Explainable AI–Guided Virtual Experiments Reveal How DNA Sequence Context Shapes Gene Regulation

Deciphering the cis-regulatory code, the rules by which DNA sequence governs gene regulation, is a central challenge in biology with wide-ranging implications for understanding disease mechanisms and engineering DNA for synthetic biology and therapeutic applications. Deep learning models consistently achieve state-of-the-art performance in predicting regulatory activity from DNA sequence, but their black-box nature limits mechanistic insight. Post hoc interpretability tools have identified important sequence motifs corresponding to transcription factor (TF) binding sites, yet the quantitative contribution of surrounding sequence context remains poorly understood. Here, we treat a high-performing sequence-to-function model as a virtual experimental platform, pairing explainable AI with large-scale in silico motif-context swap experiments to quantify the relative contributions of TF motifs and surrounding sequence context to the model’s predicted enhancer activity.
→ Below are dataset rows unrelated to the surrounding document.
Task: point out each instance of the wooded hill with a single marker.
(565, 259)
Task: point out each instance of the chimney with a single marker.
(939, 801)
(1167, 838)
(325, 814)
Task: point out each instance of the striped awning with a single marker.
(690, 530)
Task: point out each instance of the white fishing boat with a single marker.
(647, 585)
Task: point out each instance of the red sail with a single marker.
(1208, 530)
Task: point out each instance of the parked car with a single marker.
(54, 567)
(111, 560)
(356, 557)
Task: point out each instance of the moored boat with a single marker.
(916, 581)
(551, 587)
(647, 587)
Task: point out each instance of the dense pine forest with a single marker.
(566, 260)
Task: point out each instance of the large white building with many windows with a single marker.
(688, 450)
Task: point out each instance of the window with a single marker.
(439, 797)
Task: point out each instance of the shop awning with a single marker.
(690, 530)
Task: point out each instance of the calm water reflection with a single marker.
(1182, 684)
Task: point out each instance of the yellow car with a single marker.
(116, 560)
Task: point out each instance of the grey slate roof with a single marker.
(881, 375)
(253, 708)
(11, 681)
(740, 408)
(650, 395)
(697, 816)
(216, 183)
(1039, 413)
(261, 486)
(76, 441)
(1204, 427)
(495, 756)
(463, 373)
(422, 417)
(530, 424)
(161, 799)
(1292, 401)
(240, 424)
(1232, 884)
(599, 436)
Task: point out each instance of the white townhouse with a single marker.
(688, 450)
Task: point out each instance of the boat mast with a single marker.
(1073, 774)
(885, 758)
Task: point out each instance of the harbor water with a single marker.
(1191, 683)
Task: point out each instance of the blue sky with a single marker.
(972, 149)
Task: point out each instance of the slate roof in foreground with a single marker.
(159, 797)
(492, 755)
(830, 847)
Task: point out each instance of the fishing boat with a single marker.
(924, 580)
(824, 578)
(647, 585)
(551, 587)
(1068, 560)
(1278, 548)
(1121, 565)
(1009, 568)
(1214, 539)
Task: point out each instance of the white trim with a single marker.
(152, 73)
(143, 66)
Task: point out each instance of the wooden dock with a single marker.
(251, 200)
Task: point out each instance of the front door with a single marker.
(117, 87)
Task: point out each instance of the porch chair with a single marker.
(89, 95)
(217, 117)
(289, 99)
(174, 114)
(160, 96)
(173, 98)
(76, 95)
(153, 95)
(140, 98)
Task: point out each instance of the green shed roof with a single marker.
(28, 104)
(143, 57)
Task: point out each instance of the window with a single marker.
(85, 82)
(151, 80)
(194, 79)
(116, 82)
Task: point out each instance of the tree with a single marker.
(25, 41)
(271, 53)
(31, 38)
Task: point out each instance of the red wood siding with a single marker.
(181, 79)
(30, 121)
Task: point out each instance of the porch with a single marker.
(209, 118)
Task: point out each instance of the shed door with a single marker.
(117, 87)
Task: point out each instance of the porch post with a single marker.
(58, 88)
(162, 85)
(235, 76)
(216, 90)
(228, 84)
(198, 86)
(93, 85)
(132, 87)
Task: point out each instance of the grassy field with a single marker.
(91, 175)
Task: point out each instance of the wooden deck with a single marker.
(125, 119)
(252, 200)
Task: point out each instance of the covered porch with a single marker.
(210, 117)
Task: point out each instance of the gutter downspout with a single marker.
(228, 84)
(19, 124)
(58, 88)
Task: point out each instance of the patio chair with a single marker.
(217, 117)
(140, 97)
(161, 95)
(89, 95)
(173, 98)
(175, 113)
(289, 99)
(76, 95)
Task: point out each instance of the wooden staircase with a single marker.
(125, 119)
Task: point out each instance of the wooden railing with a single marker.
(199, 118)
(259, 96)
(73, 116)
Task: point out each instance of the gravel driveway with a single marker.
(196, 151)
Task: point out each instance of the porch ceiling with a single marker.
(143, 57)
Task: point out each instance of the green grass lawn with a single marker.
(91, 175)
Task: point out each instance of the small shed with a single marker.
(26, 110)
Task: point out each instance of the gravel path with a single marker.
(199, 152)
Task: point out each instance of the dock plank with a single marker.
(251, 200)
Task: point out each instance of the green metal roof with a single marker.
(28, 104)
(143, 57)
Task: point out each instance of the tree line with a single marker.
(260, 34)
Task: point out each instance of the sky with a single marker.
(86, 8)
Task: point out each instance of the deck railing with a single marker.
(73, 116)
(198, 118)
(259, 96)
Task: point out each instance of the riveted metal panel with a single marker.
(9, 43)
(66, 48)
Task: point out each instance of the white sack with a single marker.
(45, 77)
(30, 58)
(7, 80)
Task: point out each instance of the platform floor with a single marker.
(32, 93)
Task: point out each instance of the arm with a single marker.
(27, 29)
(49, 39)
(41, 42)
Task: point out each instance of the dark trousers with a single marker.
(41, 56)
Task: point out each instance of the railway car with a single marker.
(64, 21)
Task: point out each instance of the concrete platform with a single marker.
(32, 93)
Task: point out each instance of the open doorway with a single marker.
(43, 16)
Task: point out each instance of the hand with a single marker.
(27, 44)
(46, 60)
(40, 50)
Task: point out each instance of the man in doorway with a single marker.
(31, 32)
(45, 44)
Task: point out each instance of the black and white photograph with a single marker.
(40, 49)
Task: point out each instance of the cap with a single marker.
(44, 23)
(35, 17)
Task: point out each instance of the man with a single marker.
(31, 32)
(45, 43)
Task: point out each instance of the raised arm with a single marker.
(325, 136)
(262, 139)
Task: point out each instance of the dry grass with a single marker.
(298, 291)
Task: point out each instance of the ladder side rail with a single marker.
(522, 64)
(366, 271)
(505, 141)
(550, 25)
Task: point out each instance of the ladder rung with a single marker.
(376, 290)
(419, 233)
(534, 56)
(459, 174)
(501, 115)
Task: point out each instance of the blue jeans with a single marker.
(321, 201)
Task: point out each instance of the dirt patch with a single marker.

Using attribution maps, we identify and localize motif instances, then systematically transplant identical motif syntax between different sequence contexts and measure changes in predicted activity to estimate each component’s effect. Surprisingly, we find that sequence context plays an outsized role compared to motifs, sometimes accounting for most of the predicted activity. Context effects are most pronounced in housekeeping gene programs, where motifs modestly tune a baseline set by sequence context, whereas developmental programs show stronger motif-driven regulation. Our results motivate a paradigm shift from motif-centric models toward quantitative motif–context frameworks that treat sequence context as an active component of the cis-regulatory code rather than a passive scaffold.